Several of the tree trunks leaned steeply and were wrapped with parasitic vines that made it almost easy for me to climb up, even as weak as I was. Anya helped me and we crept out onto a broad branch and stretched ourselves flat on its warm, rough bark. I felt insects crawling over my skin and saw a blue-glinting fly or bee or something the size of a sparrow buzz past my eyes with an angry whizzing of wings.

The splashing sounds were coming closer. Set's troops, already searching for us? I held my breath.

It looked as if a hillside had come loose from the ground and was plodding through the swamp. Mottled mud brown, olive green, and gray, a fifteen-foot-high mass of living scale-covered flesh pushed through the dense foliage and into the clear area of the swamp where the green-scummed water flowed sluggishly.

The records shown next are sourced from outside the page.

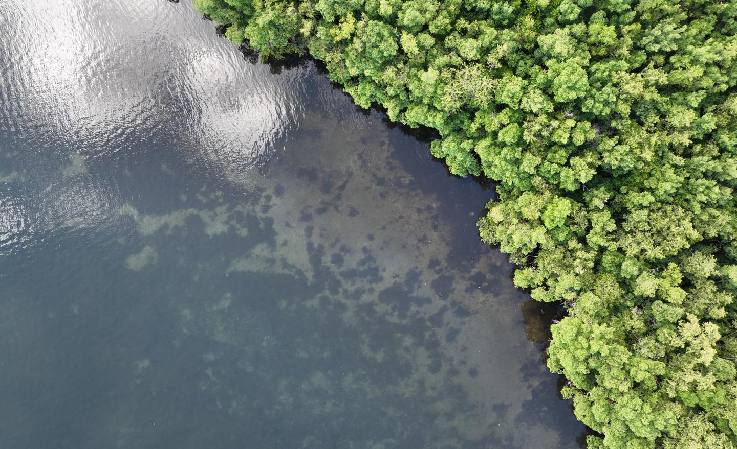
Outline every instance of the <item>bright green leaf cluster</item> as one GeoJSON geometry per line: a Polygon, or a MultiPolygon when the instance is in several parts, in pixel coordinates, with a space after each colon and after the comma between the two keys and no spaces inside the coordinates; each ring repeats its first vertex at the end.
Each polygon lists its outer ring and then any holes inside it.
{"type": "Polygon", "coordinates": [[[548,364],[590,447],[737,444],[735,0],[195,5],[498,183],[481,237],[567,305],[548,364]]]}

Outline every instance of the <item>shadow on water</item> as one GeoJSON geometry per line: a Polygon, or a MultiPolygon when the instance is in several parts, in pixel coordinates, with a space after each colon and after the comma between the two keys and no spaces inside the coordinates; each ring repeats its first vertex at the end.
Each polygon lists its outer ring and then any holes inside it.
{"type": "Polygon", "coordinates": [[[6,445],[576,446],[493,184],[191,2],[94,1],[0,8],[6,445]]]}
{"type": "MultiPolygon", "coordinates": [[[[545,365],[548,360],[548,347],[550,346],[551,339],[553,337],[551,326],[559,322],[566,316],[565,307],[559,302],[542,303],[531,299],[520,303],[520,308],[525,323],[525,336],[527,337],[528,340],[538,345],[538,348],[541,353],[540,365],[545,365]]],[[[561,402],[565,403],[567,405],[570,412],[573,413],[573,403],[565,400],[561,394],[563,387],[567,384],[568,381],[565,376],[557,375],[555,388],[557,392],[558,398],[561,402]]],[[[545,388],[542,391],[545,392],[548,389],[551,388],[552,385],[552,382],[546,382],[545,388]]],[[[537,406],[535,406],[537,407],[537,406]]],[[[538,419],[545,419],[547,414],[542,414],[538,417],[538,419]]],[[[555,414],[553,413],[553,415],[554,416],[555,414]]],[[[553,422],[551,423],[551,425],[553,423],[553,422]]],[[[589,435],[601,436],[598,432],[587,427],[576,439],[576,442],[581,449],[586,448],[586,437],[589,435]]]]}

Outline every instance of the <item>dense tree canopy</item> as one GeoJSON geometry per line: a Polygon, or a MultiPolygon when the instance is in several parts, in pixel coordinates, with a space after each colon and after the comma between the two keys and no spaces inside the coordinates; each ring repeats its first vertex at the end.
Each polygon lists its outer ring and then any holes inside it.
{"type": "Polygon", "coordinates": [[[481,237],[562,301],[590,448],[737,446],[737,0],[195,0],[265,57],[437,130],[481,237]]]}

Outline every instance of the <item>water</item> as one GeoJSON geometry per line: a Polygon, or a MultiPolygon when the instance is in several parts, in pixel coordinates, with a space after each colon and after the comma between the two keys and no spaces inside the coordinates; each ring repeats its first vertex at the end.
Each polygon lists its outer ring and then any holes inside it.
{"type": "Polygon", "coordinates": [[[2,448],[578,447],[490,186],[421,135],[188,1],[0,30],[2,448]]]}

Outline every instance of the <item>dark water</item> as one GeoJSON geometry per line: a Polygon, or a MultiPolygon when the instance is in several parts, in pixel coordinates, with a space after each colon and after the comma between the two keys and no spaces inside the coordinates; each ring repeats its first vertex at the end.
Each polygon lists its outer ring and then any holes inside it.
{"type": "Polygon", "coordinates": [[[426,142],[188,1],[0,32],[0,447],[577,447],[492,191],[426,142]]]}

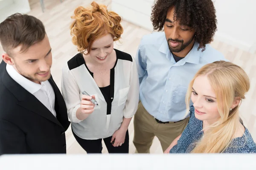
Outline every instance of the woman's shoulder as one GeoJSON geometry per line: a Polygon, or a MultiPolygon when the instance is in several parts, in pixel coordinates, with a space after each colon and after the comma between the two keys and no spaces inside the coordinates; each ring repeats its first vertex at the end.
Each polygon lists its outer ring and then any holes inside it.
{"type": "Polygon", "coordinates": [[[256,153],[256,144],[246,128],[244,130],[244,136],[245,136],[246,145],[250,150],[250,153],[256,153]]]}
{"type": "Polygon", "coordinates": [[[256,144],[248,129],[245,128],[242,137],[234,139],[227,149],[226,153],[256,153],[256,144]]]}
{"type": "Polygon", "coordinates": [[[69,69],[71,70],[79,67],[84,63],[84,59],[83,57],[83,54],[79,53],[68,60],[66,66],[67,65],[69,69]]]}
{"type": "Polygon", "coordinates": [[[192,105],[189,107],[189,113],[190,119],[195,118],[195,108],[193,106],[193,105],[192,105]]]}
{"type": "Polygon", "coordinates": [[[118,59],[130,61],[130,62],[133,62],[134,61],[133,57],[131,56],[126,53],[125,52],[122,51],[120,50],[118,50],[114,48],[114,50],[116,51],[116,58],[118,59]]]}

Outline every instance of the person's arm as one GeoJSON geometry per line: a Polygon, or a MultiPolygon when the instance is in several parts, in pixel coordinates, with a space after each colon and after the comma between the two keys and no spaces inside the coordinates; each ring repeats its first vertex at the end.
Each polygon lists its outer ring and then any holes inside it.
{"type": "Polygon", "coordinates": [[[168,147],[168,148],[167,148],[167,149],[166,149],[166,150],[164,151],[164,152],[163,153],[170,153],[170,150],[171,150],[171,149],[172,149],[172,148],[174,146],[175,146],[175,145],[177,144],[178,141],[180,138],[180,136],[181,136],[181,134],[180,134],[180,135],[179,135],[178,136],[178,137],[176,138],[175,139],[174,139],[173,140],[173,141],[172,141],[172,143],[171,144],[170,146],[168,147]]]}
{"type": "Polygon", "coordinates": [[[144,77],[145,73],[146,71],[146,66],[145,62],[143,59],[143,54],[141,50],[141,46],[140,45],[139,46],[139,48],[137,51],[136,57],[135,57],[135,61],[137,65],[137,70],[139,75],[139,79],[140,84],[141,82],[143,77],[144,77]]]}
{"type": "Polygon", "coordinates": [[[94,105],[89,100],[92,97],[83,95],[81,101],[80,90],[67,65],[62,69],[61,91],[72,122],[79,123],[93,111],[94,105]]]}
{"type": "Polygon", "coordinates": [[[23,132],[13,124],[0,120],[0,155],[27,153],[23,132]]]}
{"type": "MultiPolygon", "coordinates": [[[[112,142],[114,147],[120,146],[120,143],[125,142],[125,134],[132,116],[135,114],[139,104],[139,84],[138,72],[135,61],[133,58],[132,65],[131,67],[130,76],[130,88],[127,94],[127,99],[124,109],[124,119],[121,127],[112,136],[112,142]]],[[[122,144],[121,144],[122,145],[122,144]]]]}

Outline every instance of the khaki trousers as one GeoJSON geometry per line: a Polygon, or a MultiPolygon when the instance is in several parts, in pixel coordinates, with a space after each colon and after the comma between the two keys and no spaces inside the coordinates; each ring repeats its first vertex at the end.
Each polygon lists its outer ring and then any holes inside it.
{"type": "Polygon", "coordinates": [[[185,129],[189,118],[180,122],[157,123],[146,110],[141,102],[134,117],[134,136],[133,142],[138,153],[149,153],[154,137],[161,143],[163,152],[185,129]]]}

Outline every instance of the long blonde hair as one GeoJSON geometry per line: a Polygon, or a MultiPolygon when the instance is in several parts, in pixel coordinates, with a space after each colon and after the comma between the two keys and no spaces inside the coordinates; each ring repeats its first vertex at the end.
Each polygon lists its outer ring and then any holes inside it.
{"type": "Polygon", "coordinates": [[[210,126],[191,152],[219,153],[230,145],[238,128],[239,105],[230,110],[235,98],[241,99],[250,88],[249,78],[238,65],[224,61],[216,61],[202,67],[190,82],[186,96],[187,113],[189,111],[192,86],[199,76],[206,75],[216,96],[218,120],[210,126]]]}

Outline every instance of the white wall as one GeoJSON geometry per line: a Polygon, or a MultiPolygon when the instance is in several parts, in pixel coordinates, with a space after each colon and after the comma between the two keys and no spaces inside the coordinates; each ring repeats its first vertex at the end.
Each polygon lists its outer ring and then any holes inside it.
{"type": "MultiPolygon", "coordinates": [[[[215,40],[256,52],[256,0],[213,0],[218,20],[215,40]]],[[[112,9],[123,20],[149,31],[154,0],[112,0],[112,9]]]]}
{"type": "Polygon", "coordinates": [[[0,0],[0,23],[12,14],[26,14],[30,11],[28,0],[0,0]]]}
{"type": "Polygon", "coordinates": [[[256,50],[256,1],[214,0],[213,2],[218,21],[218,31],[215,38],[254,52],[256,50]]]}
{"type": "Polygon", "coordinates": [[[112,0],[112,10],[123,20],[153,31],[150,21],[154,0],[112,0]]]}

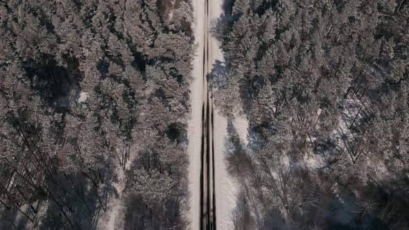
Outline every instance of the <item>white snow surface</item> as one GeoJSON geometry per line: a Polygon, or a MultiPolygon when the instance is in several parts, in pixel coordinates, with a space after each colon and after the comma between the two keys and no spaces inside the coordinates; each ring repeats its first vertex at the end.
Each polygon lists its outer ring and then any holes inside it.
{"type": "MultiPolygon", "coordinates": [[[[222,14],[223,0],[209,0],[211,21],[218,18],[222,14]]],[[[189,191],[191,229],[200,229],[200,145],[202,135],[202,107],[203,103],[203,47],[204,33],[204,1],[193,0],[195,23],[192,25],[195,37],[197,50],[193,60],[193,80],[191,85],[191,115],[189,121],[188,151],[189,154],[189,191]]],[[[211,25],[209,25],[210,27],[211,25]]],[[[210,29],[210,28],[209,28],[210,29]]],[[[209,31],[207,31],[209,33],[209,31]]],[[[209,35],[209,55],[210,64],[216,60],[223,62],[223,55],[219,48],[216,38],[209,35]]],[[[247,144],[247,123],[244,116],[239,116],[234,124],[243,141],[247,144]]],[[[232,213],[236,206],[236,197],[238,191],[238,183],[229,175],[225,159],[225,141],[227,141],[227,121],[220,116],[215,109],[214,123],[214,141],[215,151],[215,193],[216,227],[218,229],[230,229],[234,225],[232,213]]]]}
{"type": "Polygon", "coordinates": [[[203,28],[204,12],[202,1],[193,0],[195,22],[192,24],[197,46],[193,60],[193,81],[191,83],[191,118],[187,137],[189,157],[189,189],[190,212],[188,216],[191,229],[200,229],[200,145],[202,135],[202,107],[203,103],[203,28]]]}

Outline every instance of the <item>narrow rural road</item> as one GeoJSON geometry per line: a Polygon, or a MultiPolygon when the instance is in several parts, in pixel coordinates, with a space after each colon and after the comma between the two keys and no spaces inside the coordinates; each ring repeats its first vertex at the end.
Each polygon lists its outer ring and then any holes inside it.
{"type": "Polygon", "coordinates": [[[214,145],[213,142],[213,101],[207,76],[211,72],[209,58],[210,17],[209,0],[203,1],[203,107],[202,112],[202,147],[200,170],[200,229],[216,229],[214,193],[214,145]]]}

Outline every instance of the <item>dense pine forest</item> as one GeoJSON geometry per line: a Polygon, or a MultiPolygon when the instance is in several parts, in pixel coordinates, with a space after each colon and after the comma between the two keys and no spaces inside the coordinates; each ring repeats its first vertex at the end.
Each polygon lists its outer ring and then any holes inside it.
{"type": "Polygon", "coordinates": [[[0,229],[92,229],[115,206],[112,229],[186,228],[193,18],[187,0],[0,1],[0,229]]]}
{"type": "Polygon", "coordinates": [[[216,105],[236,229],[409,228],[409,1],[228,0],[216,105]]]}

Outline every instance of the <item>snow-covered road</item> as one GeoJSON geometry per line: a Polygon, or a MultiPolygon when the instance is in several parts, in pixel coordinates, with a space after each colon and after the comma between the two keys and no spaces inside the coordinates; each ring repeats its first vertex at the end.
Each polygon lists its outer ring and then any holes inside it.
{"type": "MultiPolygon", "coordinates": [[[[205,0],[193,0],[195,23],[193,29],[197,44],[195,57],[193,60],[193,81],[191,88],[191,116],[189,123],[188,138],[189,141],[189,190],[191,192],[189,214],[192,229],[200,229],[200,170],[201,170],[201,136],[202,113],[204,98],[207,97],[205,79],[207,73],[210,73],[213,64],[216,61],[223,62],[223,55],[219,48],[219,44],[215,37],[210,33],[210,22],[218,18],[222,14],[223,0],[207,0],[209,3],[209,17],[206,15],[205,0]],[[207,33],[206,35],[204,33],[207,33]],[[206,35],[206,36],[205,36],[206,35]],[[209,39],[206,39],[206,37],[209,39]],[[208,41],[206,42],[206,41],[208,41]],[[205,43],[206,42],[206,43],[205,43]],[[207,46],[207,48],[205,47],[207,46]],[[208,55],[205,53],[208,51],[208,55]],[[208,57],[205,58],[205,57],[208,57]],[[204,60],[207,59],[207,60],[204,60]],[[206,64],[206,62],[209,62],[206,64]],[[207,69],[204,69],[204,65],[207,69]]],[[[236,195],[238,183],[230,176],[227,170],[225,159],[225,146],[227,138],[227,122],[218,114],[217,108],[214,109],[213,138],[214,145],[214,168],[215,168],[215,193],[216,228],[218,229],[230,229],[233,228],[232,212],[236,204],[236,195]]],[[[241,136],[246,139],[247,123],[240,122],[238,131],[241,136]],[[242,123],[242,124],[241,124],[242,123]]],[[[244,140],[245,142],[245,140],[244,140]]]]}

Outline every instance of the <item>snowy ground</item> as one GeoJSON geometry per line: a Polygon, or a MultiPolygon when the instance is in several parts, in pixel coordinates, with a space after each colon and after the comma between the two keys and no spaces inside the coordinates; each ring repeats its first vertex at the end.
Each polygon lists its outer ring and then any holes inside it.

And I almost laughed. It had a broad flat snout, like a duck's bill. The curvature of its mouth gave it a silly-looking grin permanently built into its face, like an idiotic cartoon character.

No matter the expression on its face, though, the dinosaur was cautiously looking around before it came further out into the open. It reared up on its hind legs, taller than the branch on which we hid, and looked around, sniffing like the huffing of a steam locomotive. Its feet were more like hooves than clawed fighting weapons. Its yellow-eyed gaze swept past the tree where Anya and I were clinging.